Así, la sentencia publicada este miércoles señala que "el fiscal no puede monopolizar el ejercicio de la acción pública" que nace de la comisión del delito de desobediencia que, a diferencia con los delitos fiscales imputados a Botín "carece, por definición, de un perjudicado concreto susceptible de ejercer la acusación particular".

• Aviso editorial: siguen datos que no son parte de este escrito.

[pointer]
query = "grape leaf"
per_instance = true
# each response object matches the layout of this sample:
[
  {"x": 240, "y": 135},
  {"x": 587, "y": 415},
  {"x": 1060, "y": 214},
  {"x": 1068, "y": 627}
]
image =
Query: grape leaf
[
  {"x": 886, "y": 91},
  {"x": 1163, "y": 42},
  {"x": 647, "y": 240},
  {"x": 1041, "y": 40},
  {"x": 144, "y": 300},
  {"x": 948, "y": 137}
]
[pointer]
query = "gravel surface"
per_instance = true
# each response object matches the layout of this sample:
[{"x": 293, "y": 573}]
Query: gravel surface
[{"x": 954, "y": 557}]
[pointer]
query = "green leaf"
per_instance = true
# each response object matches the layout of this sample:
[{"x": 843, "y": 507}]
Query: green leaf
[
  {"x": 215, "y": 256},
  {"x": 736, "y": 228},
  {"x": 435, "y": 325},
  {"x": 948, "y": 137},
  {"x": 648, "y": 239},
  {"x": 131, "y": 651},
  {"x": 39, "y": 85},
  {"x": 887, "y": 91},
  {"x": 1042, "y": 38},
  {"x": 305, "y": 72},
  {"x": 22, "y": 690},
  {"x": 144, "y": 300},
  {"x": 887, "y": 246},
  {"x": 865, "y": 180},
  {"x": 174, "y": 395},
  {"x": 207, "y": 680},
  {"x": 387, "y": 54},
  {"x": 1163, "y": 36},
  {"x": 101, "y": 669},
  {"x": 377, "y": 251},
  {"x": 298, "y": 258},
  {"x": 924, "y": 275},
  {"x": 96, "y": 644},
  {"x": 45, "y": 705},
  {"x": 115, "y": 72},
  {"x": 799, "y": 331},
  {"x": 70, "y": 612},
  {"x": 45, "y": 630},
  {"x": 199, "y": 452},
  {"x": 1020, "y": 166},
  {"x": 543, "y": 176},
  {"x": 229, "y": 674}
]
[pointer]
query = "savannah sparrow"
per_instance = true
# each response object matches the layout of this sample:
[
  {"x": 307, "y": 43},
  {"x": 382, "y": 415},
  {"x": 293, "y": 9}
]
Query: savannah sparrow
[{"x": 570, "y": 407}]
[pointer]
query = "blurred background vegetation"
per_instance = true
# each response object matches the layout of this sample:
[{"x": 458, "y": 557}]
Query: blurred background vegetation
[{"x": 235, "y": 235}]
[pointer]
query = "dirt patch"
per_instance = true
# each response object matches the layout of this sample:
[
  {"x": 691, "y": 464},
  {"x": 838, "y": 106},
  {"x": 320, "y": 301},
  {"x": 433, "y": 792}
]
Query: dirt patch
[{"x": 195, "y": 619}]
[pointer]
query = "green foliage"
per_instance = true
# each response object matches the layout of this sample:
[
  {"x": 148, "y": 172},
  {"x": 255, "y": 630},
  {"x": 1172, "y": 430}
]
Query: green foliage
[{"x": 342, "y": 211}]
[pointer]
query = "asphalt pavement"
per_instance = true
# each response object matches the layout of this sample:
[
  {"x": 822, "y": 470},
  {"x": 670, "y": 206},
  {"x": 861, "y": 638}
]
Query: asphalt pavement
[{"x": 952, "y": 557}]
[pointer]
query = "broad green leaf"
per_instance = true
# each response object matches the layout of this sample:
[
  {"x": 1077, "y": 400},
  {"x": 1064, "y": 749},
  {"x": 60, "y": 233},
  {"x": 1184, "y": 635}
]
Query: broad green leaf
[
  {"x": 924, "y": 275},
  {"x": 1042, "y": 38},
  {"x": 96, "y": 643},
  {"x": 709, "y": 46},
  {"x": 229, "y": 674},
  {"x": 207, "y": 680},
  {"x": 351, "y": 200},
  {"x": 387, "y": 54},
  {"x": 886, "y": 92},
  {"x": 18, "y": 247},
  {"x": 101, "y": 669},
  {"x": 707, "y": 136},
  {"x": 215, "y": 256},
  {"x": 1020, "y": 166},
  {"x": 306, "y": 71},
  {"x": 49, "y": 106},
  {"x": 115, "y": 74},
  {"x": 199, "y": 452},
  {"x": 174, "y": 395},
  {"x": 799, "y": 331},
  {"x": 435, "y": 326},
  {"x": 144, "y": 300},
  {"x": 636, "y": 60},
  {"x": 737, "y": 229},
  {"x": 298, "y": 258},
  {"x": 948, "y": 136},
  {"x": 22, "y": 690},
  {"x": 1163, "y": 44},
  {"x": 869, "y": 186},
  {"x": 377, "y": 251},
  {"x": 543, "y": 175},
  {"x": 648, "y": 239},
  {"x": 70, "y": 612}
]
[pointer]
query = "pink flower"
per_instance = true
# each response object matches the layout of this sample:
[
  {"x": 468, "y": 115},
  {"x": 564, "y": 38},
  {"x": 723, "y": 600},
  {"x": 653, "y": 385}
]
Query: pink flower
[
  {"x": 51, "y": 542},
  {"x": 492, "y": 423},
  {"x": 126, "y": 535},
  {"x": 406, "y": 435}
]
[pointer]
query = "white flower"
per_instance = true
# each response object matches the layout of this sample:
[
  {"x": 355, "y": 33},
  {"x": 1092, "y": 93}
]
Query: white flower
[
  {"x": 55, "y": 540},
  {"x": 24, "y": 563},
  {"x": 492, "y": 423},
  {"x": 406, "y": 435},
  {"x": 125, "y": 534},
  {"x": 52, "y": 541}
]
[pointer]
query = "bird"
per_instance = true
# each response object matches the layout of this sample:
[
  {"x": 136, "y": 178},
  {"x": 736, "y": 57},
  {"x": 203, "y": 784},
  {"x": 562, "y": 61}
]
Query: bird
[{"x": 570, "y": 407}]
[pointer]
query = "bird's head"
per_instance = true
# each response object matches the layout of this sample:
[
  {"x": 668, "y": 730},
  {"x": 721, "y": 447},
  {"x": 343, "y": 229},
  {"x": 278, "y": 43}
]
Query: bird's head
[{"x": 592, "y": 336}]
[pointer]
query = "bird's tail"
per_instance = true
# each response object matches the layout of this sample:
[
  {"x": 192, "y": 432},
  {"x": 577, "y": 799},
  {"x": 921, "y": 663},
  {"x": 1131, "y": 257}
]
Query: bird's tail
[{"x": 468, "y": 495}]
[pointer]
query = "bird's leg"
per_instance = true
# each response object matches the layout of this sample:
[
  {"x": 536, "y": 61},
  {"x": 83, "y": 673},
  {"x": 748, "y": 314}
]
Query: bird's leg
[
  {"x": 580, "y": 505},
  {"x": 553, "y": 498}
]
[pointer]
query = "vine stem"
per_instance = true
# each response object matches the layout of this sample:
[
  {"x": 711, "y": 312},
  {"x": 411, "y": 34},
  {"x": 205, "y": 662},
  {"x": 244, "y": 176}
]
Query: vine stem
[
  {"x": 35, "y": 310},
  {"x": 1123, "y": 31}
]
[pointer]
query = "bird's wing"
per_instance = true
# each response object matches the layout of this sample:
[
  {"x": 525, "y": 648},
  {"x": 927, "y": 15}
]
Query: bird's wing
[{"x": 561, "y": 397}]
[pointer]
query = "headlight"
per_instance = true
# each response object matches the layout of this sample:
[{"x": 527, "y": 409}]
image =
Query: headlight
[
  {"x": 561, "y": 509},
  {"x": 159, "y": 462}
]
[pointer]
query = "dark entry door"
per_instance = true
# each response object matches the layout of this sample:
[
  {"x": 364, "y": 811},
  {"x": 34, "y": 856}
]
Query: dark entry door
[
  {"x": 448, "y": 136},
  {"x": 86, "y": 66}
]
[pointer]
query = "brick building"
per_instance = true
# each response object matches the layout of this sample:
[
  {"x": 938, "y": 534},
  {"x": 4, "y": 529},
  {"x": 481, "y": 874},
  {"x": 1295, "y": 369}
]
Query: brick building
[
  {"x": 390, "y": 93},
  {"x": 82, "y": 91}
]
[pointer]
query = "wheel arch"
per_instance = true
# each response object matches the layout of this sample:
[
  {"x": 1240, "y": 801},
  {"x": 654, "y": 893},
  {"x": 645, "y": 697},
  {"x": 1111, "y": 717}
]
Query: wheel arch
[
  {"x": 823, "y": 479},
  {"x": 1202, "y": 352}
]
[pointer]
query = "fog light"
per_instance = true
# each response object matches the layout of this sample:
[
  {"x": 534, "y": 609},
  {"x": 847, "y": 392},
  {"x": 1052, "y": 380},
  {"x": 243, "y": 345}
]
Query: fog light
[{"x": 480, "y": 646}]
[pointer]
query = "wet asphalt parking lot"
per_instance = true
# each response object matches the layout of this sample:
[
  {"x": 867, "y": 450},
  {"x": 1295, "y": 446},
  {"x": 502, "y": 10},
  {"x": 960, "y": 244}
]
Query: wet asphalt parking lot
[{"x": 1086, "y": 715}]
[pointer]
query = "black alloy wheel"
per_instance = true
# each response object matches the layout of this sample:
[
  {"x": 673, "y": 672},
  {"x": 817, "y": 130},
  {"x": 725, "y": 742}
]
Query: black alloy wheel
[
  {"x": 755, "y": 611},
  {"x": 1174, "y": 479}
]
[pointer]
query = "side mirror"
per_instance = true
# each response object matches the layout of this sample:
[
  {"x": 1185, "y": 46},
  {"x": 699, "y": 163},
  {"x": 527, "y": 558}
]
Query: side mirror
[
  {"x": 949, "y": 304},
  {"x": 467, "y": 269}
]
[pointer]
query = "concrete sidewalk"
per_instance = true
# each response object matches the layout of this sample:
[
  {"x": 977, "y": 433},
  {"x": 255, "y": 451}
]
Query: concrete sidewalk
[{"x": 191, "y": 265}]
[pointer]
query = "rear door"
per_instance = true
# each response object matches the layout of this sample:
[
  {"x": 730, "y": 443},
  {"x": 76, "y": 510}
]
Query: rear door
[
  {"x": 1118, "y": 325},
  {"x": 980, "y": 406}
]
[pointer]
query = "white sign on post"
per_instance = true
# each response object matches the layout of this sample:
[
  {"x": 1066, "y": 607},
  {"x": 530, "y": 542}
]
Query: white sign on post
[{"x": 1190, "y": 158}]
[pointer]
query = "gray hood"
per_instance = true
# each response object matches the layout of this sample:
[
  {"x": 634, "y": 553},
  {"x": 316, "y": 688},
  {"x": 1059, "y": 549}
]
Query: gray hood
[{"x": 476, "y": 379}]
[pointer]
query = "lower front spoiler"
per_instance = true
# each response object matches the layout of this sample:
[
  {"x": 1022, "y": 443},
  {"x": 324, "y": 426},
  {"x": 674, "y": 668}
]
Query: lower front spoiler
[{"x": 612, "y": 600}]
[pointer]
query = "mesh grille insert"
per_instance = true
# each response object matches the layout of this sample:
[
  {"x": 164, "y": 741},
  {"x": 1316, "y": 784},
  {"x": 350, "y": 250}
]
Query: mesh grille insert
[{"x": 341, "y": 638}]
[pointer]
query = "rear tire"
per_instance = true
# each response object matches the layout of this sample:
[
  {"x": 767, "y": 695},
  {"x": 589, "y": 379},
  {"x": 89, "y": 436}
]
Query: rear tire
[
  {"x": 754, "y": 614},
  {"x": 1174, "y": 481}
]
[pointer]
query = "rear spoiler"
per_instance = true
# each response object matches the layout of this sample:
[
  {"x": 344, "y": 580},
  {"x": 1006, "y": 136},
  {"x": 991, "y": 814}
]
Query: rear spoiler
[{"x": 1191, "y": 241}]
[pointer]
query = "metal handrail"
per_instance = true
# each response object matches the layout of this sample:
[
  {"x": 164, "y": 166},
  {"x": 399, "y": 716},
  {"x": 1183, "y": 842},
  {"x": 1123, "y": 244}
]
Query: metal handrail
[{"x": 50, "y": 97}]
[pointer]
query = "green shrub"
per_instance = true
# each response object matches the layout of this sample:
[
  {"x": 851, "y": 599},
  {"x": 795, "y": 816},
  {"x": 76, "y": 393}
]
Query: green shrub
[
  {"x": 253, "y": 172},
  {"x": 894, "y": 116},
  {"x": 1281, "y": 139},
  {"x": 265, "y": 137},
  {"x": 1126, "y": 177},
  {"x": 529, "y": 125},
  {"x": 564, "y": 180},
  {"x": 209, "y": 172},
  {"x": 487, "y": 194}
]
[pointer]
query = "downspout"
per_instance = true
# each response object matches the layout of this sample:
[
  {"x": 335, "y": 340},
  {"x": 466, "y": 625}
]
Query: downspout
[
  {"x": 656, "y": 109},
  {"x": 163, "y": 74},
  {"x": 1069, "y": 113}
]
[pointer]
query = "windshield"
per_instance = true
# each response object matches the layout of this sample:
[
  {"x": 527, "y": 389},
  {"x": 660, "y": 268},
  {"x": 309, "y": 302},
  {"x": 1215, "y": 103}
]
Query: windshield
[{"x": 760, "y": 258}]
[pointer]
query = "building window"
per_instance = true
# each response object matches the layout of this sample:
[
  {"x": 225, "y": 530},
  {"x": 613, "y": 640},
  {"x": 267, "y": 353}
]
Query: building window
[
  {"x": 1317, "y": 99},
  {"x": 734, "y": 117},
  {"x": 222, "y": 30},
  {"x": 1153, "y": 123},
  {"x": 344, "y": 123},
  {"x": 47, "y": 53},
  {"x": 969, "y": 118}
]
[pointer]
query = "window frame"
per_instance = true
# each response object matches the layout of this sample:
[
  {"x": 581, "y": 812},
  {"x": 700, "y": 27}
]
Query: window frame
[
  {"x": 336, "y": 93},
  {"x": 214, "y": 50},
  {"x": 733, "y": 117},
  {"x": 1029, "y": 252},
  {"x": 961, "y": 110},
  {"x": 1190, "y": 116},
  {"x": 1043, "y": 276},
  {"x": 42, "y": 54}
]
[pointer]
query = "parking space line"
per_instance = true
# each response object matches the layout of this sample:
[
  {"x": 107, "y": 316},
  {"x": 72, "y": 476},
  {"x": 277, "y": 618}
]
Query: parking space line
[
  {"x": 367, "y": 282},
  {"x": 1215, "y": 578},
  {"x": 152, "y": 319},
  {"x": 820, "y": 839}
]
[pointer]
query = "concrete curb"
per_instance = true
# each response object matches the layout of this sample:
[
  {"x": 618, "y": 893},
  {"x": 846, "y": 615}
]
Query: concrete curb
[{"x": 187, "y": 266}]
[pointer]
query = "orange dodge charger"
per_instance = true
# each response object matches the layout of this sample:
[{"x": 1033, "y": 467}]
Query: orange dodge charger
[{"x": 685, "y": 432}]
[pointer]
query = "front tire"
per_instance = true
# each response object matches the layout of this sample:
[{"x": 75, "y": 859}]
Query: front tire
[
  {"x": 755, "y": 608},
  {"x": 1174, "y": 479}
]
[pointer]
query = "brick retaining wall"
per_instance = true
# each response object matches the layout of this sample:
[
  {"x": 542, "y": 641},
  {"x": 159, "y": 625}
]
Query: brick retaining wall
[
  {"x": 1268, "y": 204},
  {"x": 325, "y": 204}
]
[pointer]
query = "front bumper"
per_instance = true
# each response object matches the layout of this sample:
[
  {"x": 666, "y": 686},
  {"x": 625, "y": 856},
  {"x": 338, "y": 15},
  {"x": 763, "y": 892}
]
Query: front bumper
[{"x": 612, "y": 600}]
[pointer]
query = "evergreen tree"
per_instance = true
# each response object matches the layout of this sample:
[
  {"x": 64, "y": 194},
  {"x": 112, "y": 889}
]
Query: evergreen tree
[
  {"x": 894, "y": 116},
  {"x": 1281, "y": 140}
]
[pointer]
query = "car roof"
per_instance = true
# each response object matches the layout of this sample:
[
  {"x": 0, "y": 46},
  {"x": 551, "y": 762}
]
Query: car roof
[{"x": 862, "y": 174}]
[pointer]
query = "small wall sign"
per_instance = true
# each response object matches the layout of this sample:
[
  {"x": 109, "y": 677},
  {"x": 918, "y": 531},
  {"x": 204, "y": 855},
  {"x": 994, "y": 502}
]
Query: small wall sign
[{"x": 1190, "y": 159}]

"De ahí la importancia de que, en relación con esa clase de delitos, la ación popular no conozca, en el juicio de acusación, restricciones que no encuentran respaldo en ningún precepto penal", añade el Supremo que estima así el recurso de casación interpuesto por Matos Limpias contra la absolución de los tres parlamentarios acordada en diciembre de 2006 por el Tribunal Superior de Justicia del País Vasco (TSJPV). En ese proceso la Fiscalía no acusó a los tres miembros de la Mesa del Parlamento Vasco ante el TSJPV, dejando la exclusividad de esta acción a Manos Limpias.


Pero, a juzgar por el resultado de la votación recogido en la sentencia, el debate que se vivió hace casi tres meses en el seno del Alto Tribunal a la hora de condenar a Atutxa, Bilbao y Knorr fue muy acalorado e intenso. De hecho, casi la mitad de los magistrados de la Sala de lo Penal del Supremo, cinco de los doce, votaron a favor de aplicar la 'doctrina Botín' en el caso Atutxa y, por tanto, absolver a los tres procesados. Unas discrepancias que se recogen en un total de cuatro votos particulares en los que los magistrados discordantes señalan, entre otros argumentos, que el fallo "infringe la igualdad de trato ante la ley".


Un rechazo "contumaz" y "camuflado"

En cuanto a la conducta de los tres condenados, la sentencia detalla todas las acciones de la Mesa del Parlamento vasco encaminadas a soslayar el cumplimiento de la resolución del TS que obligaba a disolver el grupo sustentado por la ilegalizada Batasuna. El Supremo afirma que "los tres imputados descartaron de forma consciente y deliberada (...) el acatamiento de la sentencia dictada por el Tribunal Supremo" y señala que "camuflaron su contumaz rechazo a los efectos jurídicos derivados del proceso de ilegalización de Batasuna, suscitando una aparente controversia jurídica con el Tribunal Supremo acerca de los límites del deber general de acatamiento de las resoluciones judiciales".


Pero la sentencia de condena a Atutxa va más allá de su caso concreto ya que hay otros procesos de notable relevancia que se encuentran en una situación similar, es decir, únicamente sostenidos por la acusación popular, y esperaban impacientes la argumentación del Supremo. Es el caso del proceso abierto en el TSJPV contra el lendakari Juan José Ibarretxe, y contra los dirigentes del PSE Patxi López y Rodolfo Ares por reunirse con miembros de la ilegalizada Batasuna, y el denominado 'caso del ácido Bórico' contra unos policías por falsear informes sobre los atentados del 11-M.